И тогда инженерша Млодзяк глубоко вздохнула и сказала интеллигентно, вглядываясь в лучшее завтра и стеклянные дома Жеромского[32], памятуя о традициях борьбы Польши вчерашней и устремляясь к Польше завтрашней.
– Зута, кто этот мальчик, с которым ты сегодня шла из школы? Если не хочешь, можешь не отвечать. Ты же знаешь, я тебя ни в чем не ограничиваю.
Барышня Млодзяк равнодушно прожевала кусочек хлеба.
– Не знаю, – ответила.
– Не знаешь? – удовлетворенно отозвалась мать.
– Он меня подцепил, – сказала гимназистка.
– Подцепил? – спросил Млодзяк. Собственно, спросил он машинально. Но уже сам вопрос осложнял дело и был истолкован как выражение старомодного отцовского недовольства.

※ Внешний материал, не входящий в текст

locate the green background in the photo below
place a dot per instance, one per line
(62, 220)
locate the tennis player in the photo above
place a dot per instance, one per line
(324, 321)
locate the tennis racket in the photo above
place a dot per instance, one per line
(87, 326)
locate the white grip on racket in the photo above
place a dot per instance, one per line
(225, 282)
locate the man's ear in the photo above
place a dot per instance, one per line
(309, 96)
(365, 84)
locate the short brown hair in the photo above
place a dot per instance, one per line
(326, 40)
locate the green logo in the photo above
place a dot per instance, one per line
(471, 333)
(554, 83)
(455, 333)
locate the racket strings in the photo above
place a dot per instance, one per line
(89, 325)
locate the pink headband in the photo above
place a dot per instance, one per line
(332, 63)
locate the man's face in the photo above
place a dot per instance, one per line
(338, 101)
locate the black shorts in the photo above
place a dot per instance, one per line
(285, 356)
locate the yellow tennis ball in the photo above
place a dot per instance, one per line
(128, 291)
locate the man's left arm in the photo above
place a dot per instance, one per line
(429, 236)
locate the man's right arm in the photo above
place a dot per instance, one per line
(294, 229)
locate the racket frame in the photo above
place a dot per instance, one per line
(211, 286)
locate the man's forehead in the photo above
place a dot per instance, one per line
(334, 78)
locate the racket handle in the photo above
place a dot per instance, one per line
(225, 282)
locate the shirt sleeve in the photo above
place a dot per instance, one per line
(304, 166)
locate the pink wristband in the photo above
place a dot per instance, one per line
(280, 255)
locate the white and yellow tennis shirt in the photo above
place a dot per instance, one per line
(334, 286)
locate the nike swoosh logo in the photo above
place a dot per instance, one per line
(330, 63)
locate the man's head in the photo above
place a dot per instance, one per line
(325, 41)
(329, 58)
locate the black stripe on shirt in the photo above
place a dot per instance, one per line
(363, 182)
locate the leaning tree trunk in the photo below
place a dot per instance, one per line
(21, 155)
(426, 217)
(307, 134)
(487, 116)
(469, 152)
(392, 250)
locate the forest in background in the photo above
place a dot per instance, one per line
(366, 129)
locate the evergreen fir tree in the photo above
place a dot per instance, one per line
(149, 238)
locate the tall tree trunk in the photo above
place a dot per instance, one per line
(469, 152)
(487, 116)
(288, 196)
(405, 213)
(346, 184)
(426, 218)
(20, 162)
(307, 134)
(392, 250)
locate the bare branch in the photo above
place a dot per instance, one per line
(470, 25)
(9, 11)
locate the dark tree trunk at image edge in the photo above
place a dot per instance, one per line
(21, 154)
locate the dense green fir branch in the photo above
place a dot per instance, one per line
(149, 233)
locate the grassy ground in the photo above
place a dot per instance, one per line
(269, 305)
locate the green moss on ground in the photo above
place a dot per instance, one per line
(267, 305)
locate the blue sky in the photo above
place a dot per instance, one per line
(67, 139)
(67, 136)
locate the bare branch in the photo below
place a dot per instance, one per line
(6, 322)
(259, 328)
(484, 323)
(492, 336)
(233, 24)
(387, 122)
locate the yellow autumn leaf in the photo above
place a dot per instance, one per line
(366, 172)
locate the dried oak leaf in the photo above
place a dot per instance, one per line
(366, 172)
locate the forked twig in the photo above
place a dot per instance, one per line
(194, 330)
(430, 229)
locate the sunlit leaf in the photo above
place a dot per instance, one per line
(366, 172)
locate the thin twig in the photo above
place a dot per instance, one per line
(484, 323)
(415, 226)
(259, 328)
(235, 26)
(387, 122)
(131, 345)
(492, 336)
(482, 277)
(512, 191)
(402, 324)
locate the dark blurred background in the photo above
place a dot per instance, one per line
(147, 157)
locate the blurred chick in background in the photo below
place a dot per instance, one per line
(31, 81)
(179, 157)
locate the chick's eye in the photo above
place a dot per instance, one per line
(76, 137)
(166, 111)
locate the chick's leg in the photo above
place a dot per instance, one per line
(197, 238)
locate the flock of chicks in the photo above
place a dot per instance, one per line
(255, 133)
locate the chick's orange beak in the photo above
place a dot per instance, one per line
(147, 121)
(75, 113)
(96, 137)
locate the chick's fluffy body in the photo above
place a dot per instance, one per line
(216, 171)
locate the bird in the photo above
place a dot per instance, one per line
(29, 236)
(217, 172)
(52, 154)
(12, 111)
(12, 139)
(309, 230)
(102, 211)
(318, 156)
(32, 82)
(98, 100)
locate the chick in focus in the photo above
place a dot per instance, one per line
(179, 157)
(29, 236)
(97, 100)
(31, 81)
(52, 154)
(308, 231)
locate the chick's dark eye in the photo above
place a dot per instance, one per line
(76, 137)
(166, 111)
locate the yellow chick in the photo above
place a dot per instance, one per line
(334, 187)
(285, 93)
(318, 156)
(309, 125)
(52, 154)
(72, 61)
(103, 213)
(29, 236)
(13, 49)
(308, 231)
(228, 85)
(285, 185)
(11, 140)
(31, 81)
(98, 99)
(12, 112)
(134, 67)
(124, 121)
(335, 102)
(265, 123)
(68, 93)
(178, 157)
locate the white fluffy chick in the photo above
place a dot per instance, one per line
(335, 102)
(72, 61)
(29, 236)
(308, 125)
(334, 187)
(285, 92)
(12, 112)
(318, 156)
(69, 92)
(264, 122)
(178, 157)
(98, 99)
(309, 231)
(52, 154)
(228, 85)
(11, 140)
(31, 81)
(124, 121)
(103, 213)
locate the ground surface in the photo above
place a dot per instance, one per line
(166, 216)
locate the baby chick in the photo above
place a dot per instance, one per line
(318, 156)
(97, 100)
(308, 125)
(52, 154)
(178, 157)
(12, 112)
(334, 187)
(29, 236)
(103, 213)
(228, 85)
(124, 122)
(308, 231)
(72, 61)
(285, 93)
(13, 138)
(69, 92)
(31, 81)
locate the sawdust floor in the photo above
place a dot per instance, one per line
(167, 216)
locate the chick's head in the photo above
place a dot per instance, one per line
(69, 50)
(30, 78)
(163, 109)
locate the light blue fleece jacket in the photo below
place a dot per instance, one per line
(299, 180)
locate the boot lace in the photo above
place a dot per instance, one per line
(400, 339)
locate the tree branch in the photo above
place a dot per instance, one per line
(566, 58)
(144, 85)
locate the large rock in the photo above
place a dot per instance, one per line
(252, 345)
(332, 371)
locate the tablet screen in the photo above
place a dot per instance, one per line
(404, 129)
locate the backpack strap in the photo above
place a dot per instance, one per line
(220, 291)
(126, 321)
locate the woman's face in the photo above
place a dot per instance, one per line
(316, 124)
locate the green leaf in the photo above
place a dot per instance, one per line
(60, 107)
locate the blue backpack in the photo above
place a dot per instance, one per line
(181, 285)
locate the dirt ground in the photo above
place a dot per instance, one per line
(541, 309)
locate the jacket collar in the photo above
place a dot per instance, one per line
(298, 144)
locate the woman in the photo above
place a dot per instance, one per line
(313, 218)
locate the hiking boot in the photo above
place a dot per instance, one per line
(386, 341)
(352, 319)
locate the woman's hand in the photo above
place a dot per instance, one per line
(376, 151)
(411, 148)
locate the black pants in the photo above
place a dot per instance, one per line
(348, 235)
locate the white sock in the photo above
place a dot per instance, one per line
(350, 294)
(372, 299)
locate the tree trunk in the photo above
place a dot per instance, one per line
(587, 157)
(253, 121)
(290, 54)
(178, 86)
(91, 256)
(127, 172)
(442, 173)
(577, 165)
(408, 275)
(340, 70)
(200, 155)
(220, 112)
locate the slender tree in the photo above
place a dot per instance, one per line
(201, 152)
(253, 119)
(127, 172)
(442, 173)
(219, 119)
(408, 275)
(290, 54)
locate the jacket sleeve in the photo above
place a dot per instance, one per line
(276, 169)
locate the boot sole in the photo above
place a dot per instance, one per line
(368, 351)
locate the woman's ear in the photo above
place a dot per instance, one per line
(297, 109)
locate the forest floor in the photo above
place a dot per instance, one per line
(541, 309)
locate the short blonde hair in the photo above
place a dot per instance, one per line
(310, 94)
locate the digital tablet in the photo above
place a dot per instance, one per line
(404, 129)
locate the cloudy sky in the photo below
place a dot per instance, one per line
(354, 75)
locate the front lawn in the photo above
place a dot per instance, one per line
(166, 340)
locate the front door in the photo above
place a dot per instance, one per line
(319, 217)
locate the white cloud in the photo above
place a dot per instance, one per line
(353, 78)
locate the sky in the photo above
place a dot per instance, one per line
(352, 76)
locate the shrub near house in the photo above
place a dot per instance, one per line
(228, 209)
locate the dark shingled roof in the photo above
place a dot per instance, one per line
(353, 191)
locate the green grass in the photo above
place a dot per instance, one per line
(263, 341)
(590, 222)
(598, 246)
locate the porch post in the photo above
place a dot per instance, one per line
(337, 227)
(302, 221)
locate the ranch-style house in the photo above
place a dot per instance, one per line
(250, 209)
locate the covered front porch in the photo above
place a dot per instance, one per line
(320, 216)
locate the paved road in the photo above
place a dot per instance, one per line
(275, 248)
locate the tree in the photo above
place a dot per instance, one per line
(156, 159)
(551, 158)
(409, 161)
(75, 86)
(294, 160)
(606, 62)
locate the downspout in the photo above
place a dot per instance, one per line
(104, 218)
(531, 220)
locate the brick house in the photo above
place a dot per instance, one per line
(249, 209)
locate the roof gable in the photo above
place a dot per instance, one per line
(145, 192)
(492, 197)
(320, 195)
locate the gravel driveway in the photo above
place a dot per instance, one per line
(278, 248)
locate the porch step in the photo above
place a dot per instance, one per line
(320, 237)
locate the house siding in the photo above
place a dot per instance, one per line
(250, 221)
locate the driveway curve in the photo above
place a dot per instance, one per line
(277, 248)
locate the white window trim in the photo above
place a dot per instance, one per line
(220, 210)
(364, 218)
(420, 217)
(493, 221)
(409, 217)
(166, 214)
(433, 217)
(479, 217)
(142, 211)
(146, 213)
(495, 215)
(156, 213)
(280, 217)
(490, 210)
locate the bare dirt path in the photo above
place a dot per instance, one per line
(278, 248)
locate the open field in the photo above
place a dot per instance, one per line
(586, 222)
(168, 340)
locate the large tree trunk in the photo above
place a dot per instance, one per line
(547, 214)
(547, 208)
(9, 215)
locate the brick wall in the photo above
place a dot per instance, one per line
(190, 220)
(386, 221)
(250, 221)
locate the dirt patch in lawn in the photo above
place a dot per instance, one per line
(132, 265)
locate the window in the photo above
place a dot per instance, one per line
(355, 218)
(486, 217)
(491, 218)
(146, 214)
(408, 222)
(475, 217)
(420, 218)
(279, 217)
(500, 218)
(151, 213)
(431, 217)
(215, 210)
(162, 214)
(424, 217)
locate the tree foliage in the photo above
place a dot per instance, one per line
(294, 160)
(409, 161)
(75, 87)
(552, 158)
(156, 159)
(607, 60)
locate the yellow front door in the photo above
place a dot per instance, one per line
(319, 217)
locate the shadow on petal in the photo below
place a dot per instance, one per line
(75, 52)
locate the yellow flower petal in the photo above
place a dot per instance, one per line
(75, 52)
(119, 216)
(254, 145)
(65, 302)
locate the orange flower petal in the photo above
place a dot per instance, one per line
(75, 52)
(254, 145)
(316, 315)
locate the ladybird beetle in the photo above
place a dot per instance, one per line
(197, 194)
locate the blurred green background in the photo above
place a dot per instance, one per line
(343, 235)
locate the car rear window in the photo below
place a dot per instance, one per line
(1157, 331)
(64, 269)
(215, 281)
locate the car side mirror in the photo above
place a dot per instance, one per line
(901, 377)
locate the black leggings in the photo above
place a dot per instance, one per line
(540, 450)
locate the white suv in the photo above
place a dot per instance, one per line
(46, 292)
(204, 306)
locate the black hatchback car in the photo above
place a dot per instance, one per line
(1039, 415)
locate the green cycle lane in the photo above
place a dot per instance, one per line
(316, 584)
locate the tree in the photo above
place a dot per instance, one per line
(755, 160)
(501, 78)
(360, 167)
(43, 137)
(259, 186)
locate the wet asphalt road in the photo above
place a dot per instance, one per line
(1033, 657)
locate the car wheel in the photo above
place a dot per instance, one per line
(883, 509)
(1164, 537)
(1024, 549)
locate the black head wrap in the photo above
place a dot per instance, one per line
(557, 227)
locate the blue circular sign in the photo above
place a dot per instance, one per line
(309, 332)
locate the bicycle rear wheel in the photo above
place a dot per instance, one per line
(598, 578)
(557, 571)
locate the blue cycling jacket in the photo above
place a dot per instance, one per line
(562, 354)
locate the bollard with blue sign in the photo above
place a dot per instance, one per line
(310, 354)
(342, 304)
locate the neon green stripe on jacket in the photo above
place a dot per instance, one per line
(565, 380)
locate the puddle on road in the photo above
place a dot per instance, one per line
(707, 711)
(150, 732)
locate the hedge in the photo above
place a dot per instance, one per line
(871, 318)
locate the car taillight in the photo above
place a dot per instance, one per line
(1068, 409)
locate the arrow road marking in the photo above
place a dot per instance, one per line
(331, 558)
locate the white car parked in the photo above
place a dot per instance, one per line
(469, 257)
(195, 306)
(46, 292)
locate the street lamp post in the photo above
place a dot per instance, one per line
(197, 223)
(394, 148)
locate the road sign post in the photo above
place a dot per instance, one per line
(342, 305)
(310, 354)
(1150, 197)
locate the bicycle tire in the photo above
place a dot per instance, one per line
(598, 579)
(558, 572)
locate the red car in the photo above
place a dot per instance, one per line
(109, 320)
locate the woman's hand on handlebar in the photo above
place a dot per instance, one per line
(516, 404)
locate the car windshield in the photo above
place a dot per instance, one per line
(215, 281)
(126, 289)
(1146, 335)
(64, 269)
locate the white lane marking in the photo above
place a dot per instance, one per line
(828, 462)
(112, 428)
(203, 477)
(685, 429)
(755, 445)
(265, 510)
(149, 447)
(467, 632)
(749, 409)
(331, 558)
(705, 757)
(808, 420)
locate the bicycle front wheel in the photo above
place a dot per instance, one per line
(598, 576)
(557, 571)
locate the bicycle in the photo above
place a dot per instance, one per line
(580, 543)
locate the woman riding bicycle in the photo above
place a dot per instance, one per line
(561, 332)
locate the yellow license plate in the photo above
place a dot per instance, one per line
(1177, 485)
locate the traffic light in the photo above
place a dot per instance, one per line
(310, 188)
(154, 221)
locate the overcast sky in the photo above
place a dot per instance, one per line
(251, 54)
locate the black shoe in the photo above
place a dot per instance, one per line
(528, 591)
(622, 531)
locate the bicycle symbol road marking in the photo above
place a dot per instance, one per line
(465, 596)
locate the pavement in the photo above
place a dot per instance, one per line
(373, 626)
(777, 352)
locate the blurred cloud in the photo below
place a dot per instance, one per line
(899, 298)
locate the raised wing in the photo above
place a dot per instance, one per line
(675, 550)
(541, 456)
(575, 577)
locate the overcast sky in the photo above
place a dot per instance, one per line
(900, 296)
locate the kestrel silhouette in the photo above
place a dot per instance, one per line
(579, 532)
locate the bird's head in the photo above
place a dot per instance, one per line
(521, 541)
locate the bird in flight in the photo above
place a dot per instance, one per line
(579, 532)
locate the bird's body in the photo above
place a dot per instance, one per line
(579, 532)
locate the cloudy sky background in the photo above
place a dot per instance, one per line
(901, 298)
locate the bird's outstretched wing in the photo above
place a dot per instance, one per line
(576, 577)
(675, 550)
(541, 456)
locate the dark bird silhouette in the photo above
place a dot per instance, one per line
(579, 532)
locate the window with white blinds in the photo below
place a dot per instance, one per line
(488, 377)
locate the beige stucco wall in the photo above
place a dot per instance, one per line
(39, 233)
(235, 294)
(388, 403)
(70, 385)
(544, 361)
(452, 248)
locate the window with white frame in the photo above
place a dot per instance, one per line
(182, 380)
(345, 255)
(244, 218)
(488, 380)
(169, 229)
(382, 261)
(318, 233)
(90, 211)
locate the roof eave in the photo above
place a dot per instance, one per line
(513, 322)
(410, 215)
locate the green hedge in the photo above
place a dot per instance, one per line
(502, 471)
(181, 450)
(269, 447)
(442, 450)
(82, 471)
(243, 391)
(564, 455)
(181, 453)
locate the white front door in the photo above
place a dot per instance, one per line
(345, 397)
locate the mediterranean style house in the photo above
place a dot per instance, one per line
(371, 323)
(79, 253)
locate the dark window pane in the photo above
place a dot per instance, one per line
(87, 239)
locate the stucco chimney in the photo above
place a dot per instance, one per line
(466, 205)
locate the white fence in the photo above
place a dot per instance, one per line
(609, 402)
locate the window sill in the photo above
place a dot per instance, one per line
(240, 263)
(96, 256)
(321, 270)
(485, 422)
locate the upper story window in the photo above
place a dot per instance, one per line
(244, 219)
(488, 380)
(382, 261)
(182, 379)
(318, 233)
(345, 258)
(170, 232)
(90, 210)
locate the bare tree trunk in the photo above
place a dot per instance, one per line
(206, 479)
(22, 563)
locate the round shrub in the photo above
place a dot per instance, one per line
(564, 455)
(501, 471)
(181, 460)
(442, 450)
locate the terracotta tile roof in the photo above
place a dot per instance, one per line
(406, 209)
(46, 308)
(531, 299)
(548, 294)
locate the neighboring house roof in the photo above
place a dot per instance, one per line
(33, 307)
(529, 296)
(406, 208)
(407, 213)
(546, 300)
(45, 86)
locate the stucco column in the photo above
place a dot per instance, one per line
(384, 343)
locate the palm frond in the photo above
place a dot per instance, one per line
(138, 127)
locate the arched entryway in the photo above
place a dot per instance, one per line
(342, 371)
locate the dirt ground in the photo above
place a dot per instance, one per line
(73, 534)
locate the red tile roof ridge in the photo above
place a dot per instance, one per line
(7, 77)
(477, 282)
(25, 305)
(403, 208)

И потому инженерша вступилась.
– А что тут удивительного? – воскликнула инженерша, пожалуй, однако, с чрезмерной развязностью. – Он ее подцепил – великое дело! Пусть цепляет! Зута, а может, ты с ним условилась о свидании? Превосходно! Может, ты хочешь поехать с ним на байдарках на целый день? А может, хочешь отправиться на уик-энд и не возвращаться на ночь? В таком случае не возвращайся, – услужливо согласилась она, – не возвращайся смело! А может, ты хочешь поехать без денег, может, хочешь, чтобы он за тебя платил, а может, сама предпочитаешь за него платить, чтобы он был на твоем содержании, тогда я дам тебе денег! Но вы скорее всего обойдетесь и без денег, а? – надменно воскликнула она, напирая всем телом на стол. Инженерша и в самом деле несколько зарапортовалась, дочка, однако, ловко увернулась от матери, которая чересчур уж откровенно вознамерилась покрасоваться за ее счет.
– Ладно, ладно, мама, – отмахнулась дочь, отодвигая недоеденную котлетку, ибо рубленое мясо было ейне к лицу – слишком оно рыхлое, легковесное какое-то. Современная была очень осторожна с родителями, никогда не подпускала их к себе слишком близко.